Music institutions in “interesting times” often turn to outside influence and perspectives to stay relevant. Music integration, popular music, and tech are all avenues institutions and music educators turn to for inspiration.
The Aspen Music Festival and School, however, have turned to history, and to one place in history in particular. Paris, France has long been looked to as a center of culture. Since the middle ages, Paris has produced myriad famous musicians, composers, and institutions. Now Aspen is looking to this rich history to inspire the next generation of musicians in the United States.
“We realised, looking at Paris, how many cities would there be where you have that richness through so many periods?” said composer Alan Fletcher, who is president and CEO of the festival. “Paris has been important to the world of music for centuries… I don’t see there being any decline [in this pattern]– there is, though, a decline in the way American musical life responds to Paris.” (source)
Aspen’s music teachers are looking for clues to the prolific abundance of musicians coming from Paris in the 20th century by looking at one music teacher in particular. Nadia Boulanger was a French composer, conductor, and teacher in Paris in the first half of the 20th century. Boulanger was perhaps best known for her years of detailed advice to Stravinsky, whose works she brought around the world as a conductor. She boasts a pupil roster which includes the names of musicians and composers such as Aaron Copeland, Philip Glass, Quincy Jones, Igor Markevitch, and Burt Bacharach. She influenced generations of young composers from her principal base for most of her life was her family’s flat in Paris. (source)
Then, as now, Paris was a city that produced “art for art’s sake”. This is the approach teachers at Aspen are attempting to return to by considering Boulanger’s influence on some of the most important artists of the last century.
“For the French, there is much more about mood and color and texture,” Fletcher says. “I think it is completely plausible that young American composers will say, we care more about the French way.”
There can be no question that Nadia Boulanger has been the most influential teacher of music in this century.
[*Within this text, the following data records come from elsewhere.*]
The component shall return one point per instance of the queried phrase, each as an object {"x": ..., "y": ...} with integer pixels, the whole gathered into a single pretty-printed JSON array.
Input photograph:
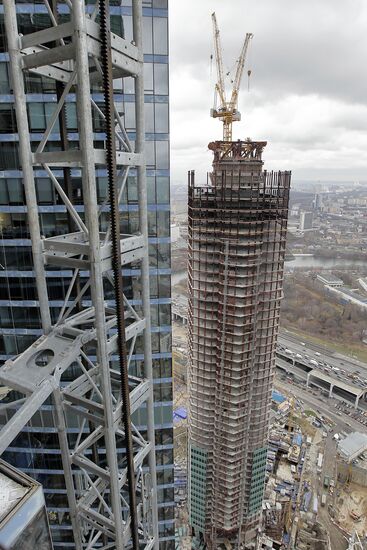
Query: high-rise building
[
  {"x": 36, "y": 451},
  {"x": 237, "y": 234}
]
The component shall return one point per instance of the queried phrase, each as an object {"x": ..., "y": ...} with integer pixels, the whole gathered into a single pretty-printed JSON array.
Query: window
[
  {"x": 4, "y": 81},
  {"x": 162, "y": 190},
  {"x": 161, "y": 118},
  {"x": 160, "y": 79},
  {"x": 162, "y": 158},
  {"x": 147, "y": 35}
]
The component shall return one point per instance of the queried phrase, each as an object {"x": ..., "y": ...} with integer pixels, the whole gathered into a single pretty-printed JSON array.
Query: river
[
  {"x": 301, "y": 262},
  {"x": 312, "y": 262}
]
Even a very abbreviated list of those who have studied with her, both in Paris and during her several visits to this country, demonstrates the way in which her principles have spread throughout the world of music into at least three generations of composers. (source)
Will the “French way” of art for art’s sake take root in today’s new generation of musicians and composers? If we are to believe Boulanger herself, it seems that it must in order for music to flourish in this country. Remarked Boulanger:
“The art of music is so deep and profound that to approach it very seriously only is not enough. One must approach music with a serious rigor and, at the same time, with a great, affectionate joy.”